New story: I report on what @tifrarnab calls The Great Mask-erade, the profusion of fake, poor quality N95 respirators flooding the Indian market: https://thewire.in/health/covid-19-counterfeit-n95-masks-cdsco-bis-standards
Things I learnt while reporting for this story: only two Indian companies are certified to make NIOSH-certified N95 masks, while 11 companies are certified to make BIS certified N95 (FFP2) masks. See BIS list here: https://docs.google.com/document/d/1b33dweOXBNrNUAv1XFVDKhxP-pNamxXk1_flIkKMMv0/edit?pli=1
Without certification and routine quality testing, it is hard to make a mask that works. Because there are too many variations in input materials, like meltblown fabric.
The manufacturing process also has to be fairly tightly controlled.

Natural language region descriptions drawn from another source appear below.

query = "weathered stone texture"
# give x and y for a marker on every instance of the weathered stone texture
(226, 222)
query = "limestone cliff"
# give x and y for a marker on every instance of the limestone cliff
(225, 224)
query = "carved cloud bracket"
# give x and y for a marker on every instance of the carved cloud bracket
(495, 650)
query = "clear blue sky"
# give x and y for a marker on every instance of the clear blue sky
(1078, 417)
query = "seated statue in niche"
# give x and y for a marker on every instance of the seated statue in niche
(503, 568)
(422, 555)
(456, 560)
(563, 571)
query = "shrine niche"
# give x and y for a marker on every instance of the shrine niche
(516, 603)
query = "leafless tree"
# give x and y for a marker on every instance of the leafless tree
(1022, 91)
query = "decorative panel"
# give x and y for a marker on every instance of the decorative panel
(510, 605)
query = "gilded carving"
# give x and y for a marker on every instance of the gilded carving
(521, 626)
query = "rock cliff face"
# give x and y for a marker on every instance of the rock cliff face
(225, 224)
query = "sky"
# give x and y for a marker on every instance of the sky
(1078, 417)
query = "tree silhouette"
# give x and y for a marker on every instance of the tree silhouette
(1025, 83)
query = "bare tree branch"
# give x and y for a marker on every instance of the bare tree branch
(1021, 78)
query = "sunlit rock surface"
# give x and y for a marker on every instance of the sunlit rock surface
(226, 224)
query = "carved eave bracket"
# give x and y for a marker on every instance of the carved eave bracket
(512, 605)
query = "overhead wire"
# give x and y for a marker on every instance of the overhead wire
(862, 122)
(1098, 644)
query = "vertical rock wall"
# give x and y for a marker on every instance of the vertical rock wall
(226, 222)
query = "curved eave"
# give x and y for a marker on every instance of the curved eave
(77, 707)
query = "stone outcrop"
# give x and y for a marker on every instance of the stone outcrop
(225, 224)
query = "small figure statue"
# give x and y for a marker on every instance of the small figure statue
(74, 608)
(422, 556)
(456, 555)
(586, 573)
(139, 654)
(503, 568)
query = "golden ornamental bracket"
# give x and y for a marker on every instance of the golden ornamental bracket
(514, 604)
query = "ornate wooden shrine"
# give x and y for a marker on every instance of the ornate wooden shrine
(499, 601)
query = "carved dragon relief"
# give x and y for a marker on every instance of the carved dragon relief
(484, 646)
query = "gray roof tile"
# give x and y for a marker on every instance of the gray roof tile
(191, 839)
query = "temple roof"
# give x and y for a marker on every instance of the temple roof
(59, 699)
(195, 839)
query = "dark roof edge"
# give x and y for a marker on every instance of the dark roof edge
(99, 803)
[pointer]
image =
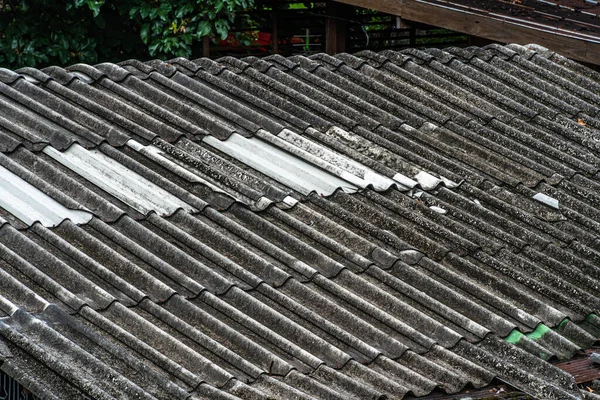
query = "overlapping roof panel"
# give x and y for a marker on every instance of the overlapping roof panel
(365, 226)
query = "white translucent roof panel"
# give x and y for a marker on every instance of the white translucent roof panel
(30, 205)
(118, 180)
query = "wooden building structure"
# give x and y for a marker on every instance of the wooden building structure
(570, 27)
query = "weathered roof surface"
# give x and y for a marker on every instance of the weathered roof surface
(570, 27)
(362, 226)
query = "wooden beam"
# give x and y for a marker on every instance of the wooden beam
(275, 31)
(489, 27)
(335, 28)
(206, 46)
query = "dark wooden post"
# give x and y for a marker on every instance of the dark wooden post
(412, 36)
(335, 27)
(206, 46)
(275, 32)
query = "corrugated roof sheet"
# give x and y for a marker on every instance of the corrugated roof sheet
(364, 226)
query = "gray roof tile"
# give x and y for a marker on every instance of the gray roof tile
(254, 284)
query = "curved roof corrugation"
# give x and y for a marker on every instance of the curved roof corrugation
(211, 275)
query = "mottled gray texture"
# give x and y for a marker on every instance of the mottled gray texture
(264, 292)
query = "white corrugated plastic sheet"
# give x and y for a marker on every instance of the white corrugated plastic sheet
(31, 205)
(280, 165)
(118, 180)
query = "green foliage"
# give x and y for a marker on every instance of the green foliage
(44, 32)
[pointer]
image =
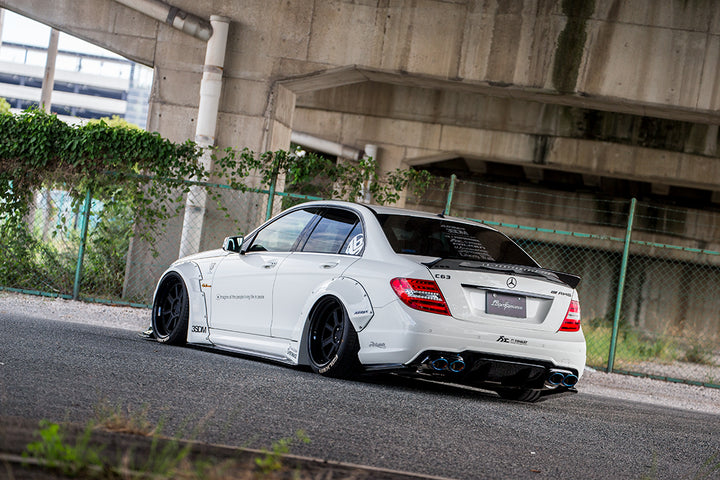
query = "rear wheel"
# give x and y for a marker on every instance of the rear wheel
(520, 394)
(332, 341)
(170, 310)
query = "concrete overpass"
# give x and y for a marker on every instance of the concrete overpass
(605, 96)
(537, 83)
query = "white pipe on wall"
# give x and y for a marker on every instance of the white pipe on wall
(210, 90)
(173, 16)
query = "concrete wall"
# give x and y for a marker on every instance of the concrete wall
(604, 89)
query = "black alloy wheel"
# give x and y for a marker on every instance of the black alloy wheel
(170, 310)
(332, 340)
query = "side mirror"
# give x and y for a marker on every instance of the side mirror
(233, 244)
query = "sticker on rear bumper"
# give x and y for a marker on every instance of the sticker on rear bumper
(513, 341)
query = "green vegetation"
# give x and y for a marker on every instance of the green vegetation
(634, 347)
(138, 181)
(82, 455)
(55, 453)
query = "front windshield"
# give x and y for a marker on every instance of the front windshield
(447, 239)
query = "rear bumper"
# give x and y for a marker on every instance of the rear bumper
(501, 354)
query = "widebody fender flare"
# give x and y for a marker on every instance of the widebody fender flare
(198, 312)
(353, 297)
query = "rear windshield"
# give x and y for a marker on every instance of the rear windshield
(431, 237)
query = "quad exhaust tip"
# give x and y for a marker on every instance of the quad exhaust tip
(558, 378)
(453, 363)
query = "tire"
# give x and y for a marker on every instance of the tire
(528, 395)
(332, 343)
(171, 310)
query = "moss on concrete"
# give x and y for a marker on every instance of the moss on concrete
(571, 44)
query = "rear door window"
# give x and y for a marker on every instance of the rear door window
(334, 233)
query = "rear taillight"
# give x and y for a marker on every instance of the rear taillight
(419, 294)
(572, 318)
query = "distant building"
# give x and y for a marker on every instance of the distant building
(86, 85)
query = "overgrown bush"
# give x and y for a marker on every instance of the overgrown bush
(133, 173)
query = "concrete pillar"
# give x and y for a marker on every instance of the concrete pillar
(210, 89)
(49, 76)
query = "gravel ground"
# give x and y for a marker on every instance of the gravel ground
(656, 392)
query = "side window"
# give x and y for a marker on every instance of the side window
(333, 232)
(355, 242)
(281, 235)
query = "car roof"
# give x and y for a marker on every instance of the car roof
(385, 210)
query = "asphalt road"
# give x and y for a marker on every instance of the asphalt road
(62, 371)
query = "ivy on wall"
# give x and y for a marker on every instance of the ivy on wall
(119, 163)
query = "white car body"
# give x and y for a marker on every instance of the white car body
(261, 303)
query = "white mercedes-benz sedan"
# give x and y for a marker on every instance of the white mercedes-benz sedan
(347, 289)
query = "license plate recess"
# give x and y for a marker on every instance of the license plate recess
(507, 305)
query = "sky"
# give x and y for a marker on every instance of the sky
(19, 29)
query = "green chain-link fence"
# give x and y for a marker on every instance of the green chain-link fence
(650, 294)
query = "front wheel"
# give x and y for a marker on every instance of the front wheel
(332, 341)
(170, 310)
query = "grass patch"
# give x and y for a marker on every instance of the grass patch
(631, 347)
(68, 451)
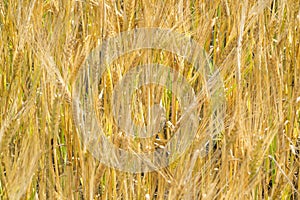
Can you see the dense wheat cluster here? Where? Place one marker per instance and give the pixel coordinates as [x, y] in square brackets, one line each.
[254, 45]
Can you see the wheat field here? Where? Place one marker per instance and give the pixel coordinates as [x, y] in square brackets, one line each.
[254, 45]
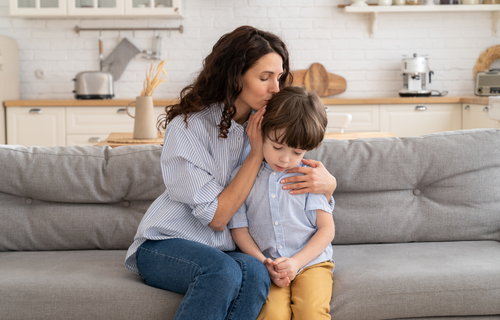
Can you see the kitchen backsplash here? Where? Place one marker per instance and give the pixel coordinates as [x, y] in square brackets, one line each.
[51, 53]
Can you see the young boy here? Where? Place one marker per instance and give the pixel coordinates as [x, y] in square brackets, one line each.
[289, 233]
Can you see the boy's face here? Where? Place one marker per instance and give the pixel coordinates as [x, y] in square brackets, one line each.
[280, 156]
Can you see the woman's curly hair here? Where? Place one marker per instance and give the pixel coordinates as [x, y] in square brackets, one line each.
[220, 80]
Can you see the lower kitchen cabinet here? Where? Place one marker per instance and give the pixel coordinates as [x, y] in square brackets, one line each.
[475, 116]
[84, 139]
[414, 120]
[61, 126]
[364, 117]
[36, 126]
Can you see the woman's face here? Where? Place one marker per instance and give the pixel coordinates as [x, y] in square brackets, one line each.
[260, 83]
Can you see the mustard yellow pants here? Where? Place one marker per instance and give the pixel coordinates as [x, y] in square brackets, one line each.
[306, 298]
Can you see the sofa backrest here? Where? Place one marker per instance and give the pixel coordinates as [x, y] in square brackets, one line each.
[64, 198]
[438, 187]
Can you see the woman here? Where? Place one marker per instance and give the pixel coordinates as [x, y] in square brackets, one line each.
[182, 243]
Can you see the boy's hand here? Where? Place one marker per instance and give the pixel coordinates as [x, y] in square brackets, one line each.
[287, 265]
[280, 279]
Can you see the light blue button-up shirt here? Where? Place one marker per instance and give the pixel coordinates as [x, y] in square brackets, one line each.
[281, 224]
[196, 166]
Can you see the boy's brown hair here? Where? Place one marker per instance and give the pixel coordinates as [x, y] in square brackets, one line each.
[302, 116]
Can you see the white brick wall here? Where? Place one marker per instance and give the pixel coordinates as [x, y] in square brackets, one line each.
[314, 30]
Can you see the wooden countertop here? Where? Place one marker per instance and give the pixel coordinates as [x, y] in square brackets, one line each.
[79, 103]
[326, 101]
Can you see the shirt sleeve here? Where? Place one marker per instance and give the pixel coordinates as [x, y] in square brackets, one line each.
[315, 202]
[188, 172]
[239, 220]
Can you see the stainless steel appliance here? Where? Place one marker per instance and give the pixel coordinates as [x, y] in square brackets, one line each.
[488, 83]
[94, 85]
[415, 70]
[9, 78]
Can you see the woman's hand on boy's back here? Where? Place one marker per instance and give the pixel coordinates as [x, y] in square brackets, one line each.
[315, 179]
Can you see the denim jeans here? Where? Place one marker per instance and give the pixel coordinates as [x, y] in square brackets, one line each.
[215, 284]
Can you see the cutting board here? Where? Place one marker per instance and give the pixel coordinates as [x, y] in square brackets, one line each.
[317, 79]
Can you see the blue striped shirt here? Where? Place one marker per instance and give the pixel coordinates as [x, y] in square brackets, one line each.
[281, 224]
[196, 166]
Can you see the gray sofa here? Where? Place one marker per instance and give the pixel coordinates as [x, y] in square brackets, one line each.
[418, 229]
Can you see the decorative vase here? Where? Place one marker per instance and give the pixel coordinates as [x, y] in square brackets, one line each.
[144, 119]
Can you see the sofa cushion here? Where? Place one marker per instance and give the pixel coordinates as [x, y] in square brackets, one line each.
[438, 187]
[68, 198]
[82, 174]
[78, 285]
[413, 280]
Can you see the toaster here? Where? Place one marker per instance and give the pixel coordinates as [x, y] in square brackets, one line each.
[93, 85]
[488, 83]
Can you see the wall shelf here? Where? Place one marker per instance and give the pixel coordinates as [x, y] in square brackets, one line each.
[373, 11]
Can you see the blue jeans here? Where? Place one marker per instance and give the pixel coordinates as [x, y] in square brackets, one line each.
[216, 284]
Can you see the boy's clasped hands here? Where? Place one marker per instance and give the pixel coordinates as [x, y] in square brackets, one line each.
[281, 270]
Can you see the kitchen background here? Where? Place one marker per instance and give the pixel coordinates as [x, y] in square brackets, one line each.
[52, 53]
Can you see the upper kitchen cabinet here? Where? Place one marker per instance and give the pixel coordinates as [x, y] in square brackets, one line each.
[38, 8]
[153, 8]
[95, 8]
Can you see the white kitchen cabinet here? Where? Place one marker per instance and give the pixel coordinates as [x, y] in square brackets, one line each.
[86, 125]
[36, 126]
[475, 116]
[35, 8]
[414, 120]
[84, 139]
[95, 8]
[153, 8]
[98, 120]
[364, 117]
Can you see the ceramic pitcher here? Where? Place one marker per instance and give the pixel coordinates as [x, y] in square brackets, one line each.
[144, 119]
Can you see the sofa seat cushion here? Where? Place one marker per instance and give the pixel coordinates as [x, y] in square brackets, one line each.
[91, 284]
[413, 280]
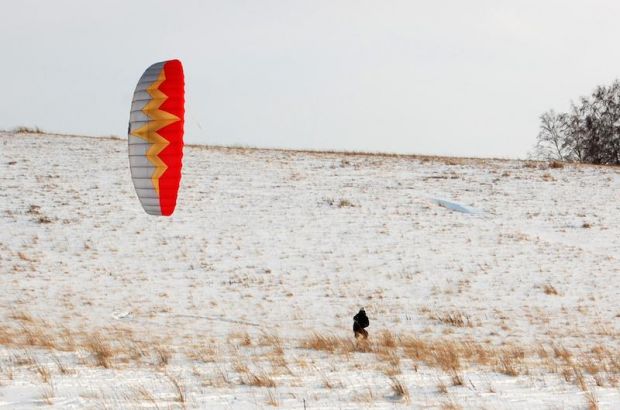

Yet, many people who are not certified by BIS (the only certifying agency in India) are claiming to be certified by DRDO and SITRA (WHO DO NOT CERTIFY MASK)
DRDO and SITRA only test masks *the one time*. If you are a company who is entering the N95 mask business, you need to set up your own quality control system (which certification requires).
Many of the new companies, which are not certified, have no internal labs to test their mask batches for things like particulate filtration efficiency.
So they either send their masks to SITRA, DRDO - which takes a lot of time - or they skip testing :/
Some of them get fake certifications from organisations like NIOSH or BIS or even FDA and WHO. And it is quite hard to spot these fake certificates, unless you have experts like @aniljauhri
Bottomline, crappy masks with fake certificates are reaching not just regular people, but healthcare workers. Most regular people do not need N95 masks - a cloth mask is enough. But hospitals do.
And the lack of quality control is really hurting healthcare workers. CDSCO can take action, but as far I know, it isn't doing anything yet.
Forgot to add. To tackle the lack of testing facilities, some enterprising scientists like @tifrarnab have created their own testers for particulate filtration efficiency and fit testing. While reporting on the story, I also learnt about a similar set up in IISc by @Akshay_IISc
So, those in Bangalore wanting to get masks tested for filtration efficiency can approach IISc.